# Bunkai
[![PyPI version](https://badge.fury.io/py/bunkai.svg)](https://badge.fury.io/py/bunkai)
[![Python Versions](https://img.shields.io/pypi/pyversions/bunkai.svg)](https://pypi.org/project/bunkai/)
[![License](https://img.shields.io/badge/License-Apache%202.0-blue.svg)](https://opensource.org/licenses/Apache-2.0)
[![Downloads](https://pepy.tech/badge/bunkai/week)](https://pepy.tech/project/bunkai)
[![CI](https://github.com/megagonlabs/bunkai/actions/workflows/ci.yml/badge.svg)](https://github.com/megagonlabs/bunkai/actions/workflows/ci.yml)
[![Typos](https://github.com/megagonlabs/bunkai/actions/workflows/typos.yml/badge.svg)](https://github.com/megagonlabs/bunkai/actions/workflows/typos.yml)

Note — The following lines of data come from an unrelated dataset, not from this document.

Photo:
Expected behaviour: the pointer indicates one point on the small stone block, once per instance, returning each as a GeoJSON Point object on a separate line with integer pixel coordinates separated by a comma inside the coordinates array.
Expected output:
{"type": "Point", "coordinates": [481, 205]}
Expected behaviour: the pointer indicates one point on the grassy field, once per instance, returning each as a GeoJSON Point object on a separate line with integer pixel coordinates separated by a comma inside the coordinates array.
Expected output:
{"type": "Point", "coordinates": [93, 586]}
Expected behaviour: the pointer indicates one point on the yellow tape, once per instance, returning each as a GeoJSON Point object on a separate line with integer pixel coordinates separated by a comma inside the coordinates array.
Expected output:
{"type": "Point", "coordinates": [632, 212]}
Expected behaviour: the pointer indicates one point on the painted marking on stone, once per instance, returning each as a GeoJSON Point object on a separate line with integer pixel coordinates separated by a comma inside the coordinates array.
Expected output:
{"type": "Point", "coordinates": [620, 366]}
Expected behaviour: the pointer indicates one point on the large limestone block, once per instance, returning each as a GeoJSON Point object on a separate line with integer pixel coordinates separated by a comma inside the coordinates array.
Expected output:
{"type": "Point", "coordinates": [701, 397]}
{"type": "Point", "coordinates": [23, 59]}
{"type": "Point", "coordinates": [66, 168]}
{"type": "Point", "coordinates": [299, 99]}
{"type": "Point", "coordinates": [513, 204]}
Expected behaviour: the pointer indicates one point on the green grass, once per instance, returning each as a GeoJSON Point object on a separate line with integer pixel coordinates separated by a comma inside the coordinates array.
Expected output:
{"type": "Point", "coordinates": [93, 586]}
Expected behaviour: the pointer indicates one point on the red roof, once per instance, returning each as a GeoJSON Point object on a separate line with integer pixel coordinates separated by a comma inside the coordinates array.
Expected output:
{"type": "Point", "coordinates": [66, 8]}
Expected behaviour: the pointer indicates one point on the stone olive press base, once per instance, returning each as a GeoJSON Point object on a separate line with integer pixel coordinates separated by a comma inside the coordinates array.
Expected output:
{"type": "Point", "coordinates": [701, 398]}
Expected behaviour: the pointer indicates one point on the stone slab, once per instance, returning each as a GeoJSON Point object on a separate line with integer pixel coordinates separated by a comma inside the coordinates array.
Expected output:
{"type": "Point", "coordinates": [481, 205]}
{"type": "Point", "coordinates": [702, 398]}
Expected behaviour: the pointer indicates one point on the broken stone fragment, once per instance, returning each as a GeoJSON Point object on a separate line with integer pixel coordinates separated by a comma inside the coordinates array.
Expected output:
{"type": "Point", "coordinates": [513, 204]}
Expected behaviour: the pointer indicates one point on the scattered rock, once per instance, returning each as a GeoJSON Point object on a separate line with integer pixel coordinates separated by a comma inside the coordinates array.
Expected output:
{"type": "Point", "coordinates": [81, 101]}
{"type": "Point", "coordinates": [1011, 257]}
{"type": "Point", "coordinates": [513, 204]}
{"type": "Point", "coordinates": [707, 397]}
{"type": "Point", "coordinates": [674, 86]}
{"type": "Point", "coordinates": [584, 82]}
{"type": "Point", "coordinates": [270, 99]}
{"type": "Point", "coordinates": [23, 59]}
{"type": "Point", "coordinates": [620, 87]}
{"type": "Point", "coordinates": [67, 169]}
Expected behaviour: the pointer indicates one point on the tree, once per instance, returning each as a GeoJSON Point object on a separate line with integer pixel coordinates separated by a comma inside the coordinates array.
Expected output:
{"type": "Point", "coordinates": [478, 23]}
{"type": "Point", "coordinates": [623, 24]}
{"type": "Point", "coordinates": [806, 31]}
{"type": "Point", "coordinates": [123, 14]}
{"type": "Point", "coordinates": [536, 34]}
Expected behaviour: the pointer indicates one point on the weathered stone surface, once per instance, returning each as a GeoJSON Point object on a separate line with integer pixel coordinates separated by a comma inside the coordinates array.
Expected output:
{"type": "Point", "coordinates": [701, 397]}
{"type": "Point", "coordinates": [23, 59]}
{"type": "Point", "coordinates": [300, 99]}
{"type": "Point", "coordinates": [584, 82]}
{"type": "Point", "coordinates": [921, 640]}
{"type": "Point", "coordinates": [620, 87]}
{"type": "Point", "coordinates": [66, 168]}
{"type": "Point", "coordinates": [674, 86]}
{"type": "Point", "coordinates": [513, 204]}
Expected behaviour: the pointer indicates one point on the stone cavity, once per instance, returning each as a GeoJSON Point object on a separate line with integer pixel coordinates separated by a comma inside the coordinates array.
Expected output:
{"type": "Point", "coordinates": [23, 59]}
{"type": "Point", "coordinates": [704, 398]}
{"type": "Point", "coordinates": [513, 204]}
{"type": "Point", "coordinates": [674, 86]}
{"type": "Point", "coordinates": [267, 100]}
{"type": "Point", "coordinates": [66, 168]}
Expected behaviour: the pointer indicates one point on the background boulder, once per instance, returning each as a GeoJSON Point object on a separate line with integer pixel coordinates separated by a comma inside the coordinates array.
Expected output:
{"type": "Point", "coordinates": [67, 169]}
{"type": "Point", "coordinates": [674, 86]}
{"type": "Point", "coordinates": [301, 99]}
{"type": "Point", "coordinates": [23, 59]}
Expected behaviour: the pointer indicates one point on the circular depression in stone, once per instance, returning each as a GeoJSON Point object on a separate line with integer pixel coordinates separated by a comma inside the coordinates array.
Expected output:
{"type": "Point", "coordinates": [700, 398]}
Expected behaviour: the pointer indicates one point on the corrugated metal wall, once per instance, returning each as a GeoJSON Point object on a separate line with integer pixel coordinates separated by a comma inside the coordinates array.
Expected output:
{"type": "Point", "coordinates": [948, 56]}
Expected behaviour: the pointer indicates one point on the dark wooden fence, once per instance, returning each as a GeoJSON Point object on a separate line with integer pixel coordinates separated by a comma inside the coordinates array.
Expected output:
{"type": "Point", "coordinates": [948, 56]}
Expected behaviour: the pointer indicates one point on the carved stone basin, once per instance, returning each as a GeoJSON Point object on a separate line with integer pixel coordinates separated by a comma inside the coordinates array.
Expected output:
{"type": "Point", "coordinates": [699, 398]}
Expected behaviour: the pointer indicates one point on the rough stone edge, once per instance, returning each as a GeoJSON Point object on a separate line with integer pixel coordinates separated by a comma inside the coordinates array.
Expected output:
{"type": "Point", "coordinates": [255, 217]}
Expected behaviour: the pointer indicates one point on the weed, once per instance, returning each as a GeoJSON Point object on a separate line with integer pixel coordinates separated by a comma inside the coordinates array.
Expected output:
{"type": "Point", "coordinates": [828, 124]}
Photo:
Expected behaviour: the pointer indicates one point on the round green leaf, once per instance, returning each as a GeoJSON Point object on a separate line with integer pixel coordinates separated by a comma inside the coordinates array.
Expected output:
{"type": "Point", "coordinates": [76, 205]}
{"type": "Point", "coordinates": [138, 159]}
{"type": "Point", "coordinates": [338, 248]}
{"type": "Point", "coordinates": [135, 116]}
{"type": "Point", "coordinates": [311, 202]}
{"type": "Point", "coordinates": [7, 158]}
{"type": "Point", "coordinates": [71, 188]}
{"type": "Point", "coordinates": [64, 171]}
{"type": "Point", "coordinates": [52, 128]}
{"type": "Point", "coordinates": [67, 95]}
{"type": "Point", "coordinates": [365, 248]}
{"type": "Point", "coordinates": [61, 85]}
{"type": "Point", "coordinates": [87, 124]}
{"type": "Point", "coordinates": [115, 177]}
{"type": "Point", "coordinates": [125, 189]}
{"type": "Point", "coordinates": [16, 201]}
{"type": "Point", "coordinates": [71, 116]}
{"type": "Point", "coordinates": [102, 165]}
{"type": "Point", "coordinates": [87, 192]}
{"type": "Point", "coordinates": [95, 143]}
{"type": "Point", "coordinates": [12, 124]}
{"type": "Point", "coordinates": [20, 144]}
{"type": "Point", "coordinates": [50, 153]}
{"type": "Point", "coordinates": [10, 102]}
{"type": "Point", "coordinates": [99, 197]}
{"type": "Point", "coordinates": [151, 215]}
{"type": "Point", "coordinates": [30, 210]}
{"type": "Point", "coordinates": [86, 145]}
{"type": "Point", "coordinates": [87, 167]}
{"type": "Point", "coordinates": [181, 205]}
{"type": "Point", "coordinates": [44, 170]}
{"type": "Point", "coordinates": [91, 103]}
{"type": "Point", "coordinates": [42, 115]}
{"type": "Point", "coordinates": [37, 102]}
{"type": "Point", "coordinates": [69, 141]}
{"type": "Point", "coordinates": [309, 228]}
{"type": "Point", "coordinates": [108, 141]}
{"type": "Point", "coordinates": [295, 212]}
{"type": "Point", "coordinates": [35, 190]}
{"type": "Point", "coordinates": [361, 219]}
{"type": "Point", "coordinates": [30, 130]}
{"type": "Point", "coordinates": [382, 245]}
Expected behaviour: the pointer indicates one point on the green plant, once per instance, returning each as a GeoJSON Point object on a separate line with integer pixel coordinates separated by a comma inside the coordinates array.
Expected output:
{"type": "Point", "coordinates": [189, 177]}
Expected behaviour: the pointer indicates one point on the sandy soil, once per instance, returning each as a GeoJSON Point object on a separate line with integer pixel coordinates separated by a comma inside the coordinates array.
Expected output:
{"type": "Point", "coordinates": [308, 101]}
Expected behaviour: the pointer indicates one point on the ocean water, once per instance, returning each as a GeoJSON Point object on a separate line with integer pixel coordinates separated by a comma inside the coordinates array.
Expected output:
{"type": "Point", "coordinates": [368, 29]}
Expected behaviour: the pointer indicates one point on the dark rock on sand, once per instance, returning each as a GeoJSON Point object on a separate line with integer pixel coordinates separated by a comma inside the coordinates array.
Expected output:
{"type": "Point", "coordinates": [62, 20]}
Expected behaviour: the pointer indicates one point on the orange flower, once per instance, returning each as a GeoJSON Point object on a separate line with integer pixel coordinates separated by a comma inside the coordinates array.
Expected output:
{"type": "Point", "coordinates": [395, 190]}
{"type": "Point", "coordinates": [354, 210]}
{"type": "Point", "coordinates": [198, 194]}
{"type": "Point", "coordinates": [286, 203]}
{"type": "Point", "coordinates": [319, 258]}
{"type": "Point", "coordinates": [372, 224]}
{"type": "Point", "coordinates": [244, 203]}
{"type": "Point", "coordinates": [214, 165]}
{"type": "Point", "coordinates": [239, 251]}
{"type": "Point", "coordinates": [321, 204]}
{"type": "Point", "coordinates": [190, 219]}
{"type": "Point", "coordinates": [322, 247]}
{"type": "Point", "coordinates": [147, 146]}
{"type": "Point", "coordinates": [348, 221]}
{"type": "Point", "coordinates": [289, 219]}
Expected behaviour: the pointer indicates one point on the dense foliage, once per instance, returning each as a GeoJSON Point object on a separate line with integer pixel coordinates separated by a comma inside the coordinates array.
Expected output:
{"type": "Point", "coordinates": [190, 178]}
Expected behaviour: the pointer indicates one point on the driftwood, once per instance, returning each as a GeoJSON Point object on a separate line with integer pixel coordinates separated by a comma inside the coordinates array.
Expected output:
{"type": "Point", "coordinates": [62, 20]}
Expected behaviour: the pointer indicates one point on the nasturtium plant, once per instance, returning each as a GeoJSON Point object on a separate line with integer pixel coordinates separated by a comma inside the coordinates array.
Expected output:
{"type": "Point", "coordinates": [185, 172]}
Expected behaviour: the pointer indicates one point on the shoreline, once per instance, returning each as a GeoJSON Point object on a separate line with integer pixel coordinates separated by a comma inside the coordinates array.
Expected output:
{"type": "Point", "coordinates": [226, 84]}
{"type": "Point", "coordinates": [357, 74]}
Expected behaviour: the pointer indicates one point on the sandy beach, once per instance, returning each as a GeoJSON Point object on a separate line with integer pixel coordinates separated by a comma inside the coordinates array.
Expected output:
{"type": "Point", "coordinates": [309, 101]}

[![CodeQL](https://github.com/megagonlabs/bunkai/actions/workflows/codeql-analysis.yml/badge.svg)](https://github.com/megagonlabs/bunkai/actions/workflows/codeql-analysis.yml)
[![Maintainability](https://api.codeclimate.com/v1/badges/640b02fa0164c131da10/maintainability)](https://codeclimate.com/github/megagonlabs/bunkai/maintainability)
[![Test Coverage](https://api.codeclimate.com/v1/badges/640b02fa0164c131da10/test_coverage)](https://codeclimate.com/github/megagonlabs/bunkai/test_coverage)
[![markdownlint](https://img.shields.io/badge/markdown-lint-lightgrey)](https://github.com/markdownlint/markdownlint)
[![jsonlint](https://img.shields.io/badge/json-lint-lightgrey)](https://github.com/dmeranda/demjson)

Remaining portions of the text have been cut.